Jayme chuckled, “Yea, he does that.” He studied Brandon a bit and then said in a caring tone, “You’re having a hard time with it huh?”
Surprise and confusion filled Brandon’s eyes, but he played dumb, not wanting to sound stupid, “What do you mean?”
Jayme smiled brightly making Brandon feel a little stupid for being embarrassed. “What’s it been? 2…3 weeks tops? Family life starting to strain? Friends don’t feel like friends anymore?”
Shocked, Brandon replied, “Yea. Yea, that’s it exactly. How did you know?”
Jayme just shrugged. “Seems to me like you have a choice to make then.”
“Yea? What’s that?”
“Well, you could either play along and choose a side. . .” Jayme said cryptically.
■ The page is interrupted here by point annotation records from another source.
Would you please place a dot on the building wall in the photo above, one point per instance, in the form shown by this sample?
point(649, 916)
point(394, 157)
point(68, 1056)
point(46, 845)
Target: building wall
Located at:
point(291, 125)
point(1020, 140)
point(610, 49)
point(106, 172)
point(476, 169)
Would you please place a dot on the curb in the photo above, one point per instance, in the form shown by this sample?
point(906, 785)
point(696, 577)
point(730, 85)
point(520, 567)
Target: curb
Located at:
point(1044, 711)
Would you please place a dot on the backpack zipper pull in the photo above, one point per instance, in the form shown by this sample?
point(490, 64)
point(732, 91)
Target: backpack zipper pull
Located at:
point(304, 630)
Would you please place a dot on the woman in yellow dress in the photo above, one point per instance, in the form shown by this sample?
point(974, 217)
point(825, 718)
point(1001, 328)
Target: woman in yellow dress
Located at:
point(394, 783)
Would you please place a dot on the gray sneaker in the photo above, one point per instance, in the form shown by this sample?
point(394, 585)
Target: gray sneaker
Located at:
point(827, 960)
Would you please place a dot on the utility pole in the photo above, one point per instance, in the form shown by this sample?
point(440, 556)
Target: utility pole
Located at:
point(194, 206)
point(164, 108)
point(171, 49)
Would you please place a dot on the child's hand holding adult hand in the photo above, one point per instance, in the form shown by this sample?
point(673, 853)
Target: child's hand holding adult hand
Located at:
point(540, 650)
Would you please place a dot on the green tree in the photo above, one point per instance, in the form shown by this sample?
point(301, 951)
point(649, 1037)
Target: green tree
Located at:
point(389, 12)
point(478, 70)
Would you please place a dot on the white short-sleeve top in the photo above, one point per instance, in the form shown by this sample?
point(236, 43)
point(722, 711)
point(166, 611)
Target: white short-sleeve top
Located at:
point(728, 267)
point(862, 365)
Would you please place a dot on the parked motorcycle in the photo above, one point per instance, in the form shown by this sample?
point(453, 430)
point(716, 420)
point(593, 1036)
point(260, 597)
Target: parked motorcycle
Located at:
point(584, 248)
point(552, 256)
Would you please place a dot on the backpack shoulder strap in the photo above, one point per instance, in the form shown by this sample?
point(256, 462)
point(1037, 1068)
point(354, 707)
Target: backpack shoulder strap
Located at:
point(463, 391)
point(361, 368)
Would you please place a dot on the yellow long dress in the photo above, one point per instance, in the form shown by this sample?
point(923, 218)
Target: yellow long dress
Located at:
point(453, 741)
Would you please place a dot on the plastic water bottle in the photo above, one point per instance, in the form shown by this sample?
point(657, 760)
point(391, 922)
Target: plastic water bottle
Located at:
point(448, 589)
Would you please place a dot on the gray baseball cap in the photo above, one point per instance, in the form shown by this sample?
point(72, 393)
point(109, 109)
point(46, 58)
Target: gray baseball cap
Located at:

“What do you mean, choose a side?”
“Ya know: right or wrong, good or evil, light or dark…Shine or Shade.”
Brandon didn’t much like the sound of that. He wasn’t sure he even knew the difference between right and wrong these days. “Or?”
“Or…you could come with us. We’ll gladly take you. We take all shapes and sizes.” Another smile and Brandon felt that sensation tug at him again, but this time he knew with complete certainty that it came from Jayme.
“It was you,” Brandon said, only half trying to make it sound like an accusation. Jayme beamed. “But, who are you? Who’s us?”
“They call us freaks, outcasts, circus people…carnival kids seems to be the most popular these days, but that’s not really who we are.”
“Then what?” Brandon asked again.
A warmth seemed to stretch out from Jayme’s core. Brandon felt safe and accepted inside its influence. “Why, we’re family, of course. Come with me. I’ll show you.”
Brandon stood and followed him off into the club and for the first time since Halloween he felt normal again; like he belonged in the world. He didn’t know what was coming next, but he felt like he had finally found his place in the strange new world he was now a part of.
**This story is dedicated to the loving memory of Jayme Locascio. We still think of you, all the time.